Han pasado las horas y los días, y la ceniza de las fotografías ha volado al amanecer. No hay televisores muertos en la habitación, ni techos torcidos, ni luciérnagas de fuego deshaciéndose frente a sus ojos. No hay maletas ni bolsas, ni coches cubiertos de rocío. Se sienta en un trono de piedra, prometiéndose que no hace frío. Se pone una corona de plástico y un manto de gaviotas muertas, y gira el tambor del revólver con las fases de la luna. 

Solo hay una oscuridad fría y hueca, que hace retumbar sus tambores en las entrañas de la montaña, de manera silenciosa. Hace vibrar las paredes de las cuevas, dibujando ondas en los charcos, despertando aquello que mora en lo profundo. Y cada vez que desciende los peldaños de ese abismo, buscando el último trozo de su propio ser, recorre las galerías rezando en voz baja, suplicando su fin.

Pero en su mano, la brújula palpita. Y cada día, sigue el rumbo marcado sin hacerse preguntas. El trono de piedra se derrumba. La corona de plástico cae sobre el asfalto. El manto de gaviotas se hace mil pedazos. Siente que su piel brilla, que la tinta cuenta historias. Siente la guerra en los huesos, el temblor del mundo que lo persigue. Camina con paso firme, 98 pasos firmes al noroeste, la ruta para escapar de Dios y sus dedos oscuros. Sigue el ritmo de las cuerdas, vibra al son de las canciones, vuelve a la orilla de la isla, siente que puede volar de nuevo. Deja atrás el humo, la noche, la elegía, el sueño, la vida. Se adentra en algo que no entiende, como nunca antes lo ha hecho, se deja llevar por las olas. Siente la furia en el suelo, la tristeza que se evapora con el calor de la hoguera. Siente una brasa que nace, y no muere, entre las costillas y sus muescas.

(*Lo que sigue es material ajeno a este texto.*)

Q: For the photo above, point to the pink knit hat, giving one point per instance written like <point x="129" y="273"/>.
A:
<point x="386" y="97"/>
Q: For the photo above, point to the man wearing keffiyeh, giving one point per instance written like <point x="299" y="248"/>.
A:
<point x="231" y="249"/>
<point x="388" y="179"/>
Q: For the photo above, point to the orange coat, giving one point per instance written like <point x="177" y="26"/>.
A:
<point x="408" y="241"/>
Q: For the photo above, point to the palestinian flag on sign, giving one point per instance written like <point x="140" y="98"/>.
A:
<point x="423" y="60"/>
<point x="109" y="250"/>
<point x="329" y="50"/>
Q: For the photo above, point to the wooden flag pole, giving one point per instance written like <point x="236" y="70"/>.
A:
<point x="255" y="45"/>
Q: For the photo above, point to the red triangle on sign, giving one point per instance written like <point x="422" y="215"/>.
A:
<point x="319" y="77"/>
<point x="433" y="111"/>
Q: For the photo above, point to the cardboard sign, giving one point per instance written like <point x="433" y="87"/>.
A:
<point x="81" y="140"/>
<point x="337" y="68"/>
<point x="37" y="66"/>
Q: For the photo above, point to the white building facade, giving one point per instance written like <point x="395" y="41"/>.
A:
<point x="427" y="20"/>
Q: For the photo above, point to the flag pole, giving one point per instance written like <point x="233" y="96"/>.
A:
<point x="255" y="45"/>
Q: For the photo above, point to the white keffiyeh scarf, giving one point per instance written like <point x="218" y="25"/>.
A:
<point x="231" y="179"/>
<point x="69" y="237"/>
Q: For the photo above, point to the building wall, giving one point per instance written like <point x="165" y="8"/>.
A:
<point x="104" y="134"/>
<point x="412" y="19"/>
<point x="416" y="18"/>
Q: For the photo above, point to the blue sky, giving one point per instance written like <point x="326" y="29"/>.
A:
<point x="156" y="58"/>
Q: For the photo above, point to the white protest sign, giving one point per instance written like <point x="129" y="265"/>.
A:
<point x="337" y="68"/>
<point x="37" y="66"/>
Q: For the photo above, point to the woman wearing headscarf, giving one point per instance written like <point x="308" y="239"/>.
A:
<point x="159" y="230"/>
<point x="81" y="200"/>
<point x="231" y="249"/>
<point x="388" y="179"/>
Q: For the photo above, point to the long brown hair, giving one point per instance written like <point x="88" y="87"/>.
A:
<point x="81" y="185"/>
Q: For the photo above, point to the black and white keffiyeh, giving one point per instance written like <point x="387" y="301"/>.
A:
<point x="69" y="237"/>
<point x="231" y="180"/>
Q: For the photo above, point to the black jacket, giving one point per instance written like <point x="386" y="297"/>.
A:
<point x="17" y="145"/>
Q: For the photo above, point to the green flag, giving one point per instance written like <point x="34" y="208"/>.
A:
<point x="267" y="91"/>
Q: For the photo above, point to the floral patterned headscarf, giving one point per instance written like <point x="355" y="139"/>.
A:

Deja a la espalda todos sus enigmas y se desnuda frente a las piedras. Cree que puede ser, aunque no lo entienda.

En las noches, dos luceros verdes le susurran al oído. Contemplan su caída en la oscuridad, y le dicen que ya no hace frío. Extienden sus manos y le devuelven un calor que nunca ha tenido. 

Las palabras no saben salir de su boca. Cada caricia nubla todos sus sentidos, y su mente dibuja el mismo rostro minuto a minuto. Sabe lo que siente, no lo dice. No lo quiere. No lo acepta. Es todo aquello que, sin saberlo, ha perseguido. Vivir al día. Morir de noche.

Amanece en algún lugar de la isla. Suena una melodía a lo lejos. La rueda se libera, el sol atraviesa el techo de la cabaña, los labios le saben a viento. Una piel pálida se apoya contra un hombro entumecido.

Se pregunta si, por fin, el mundo se ha rendido.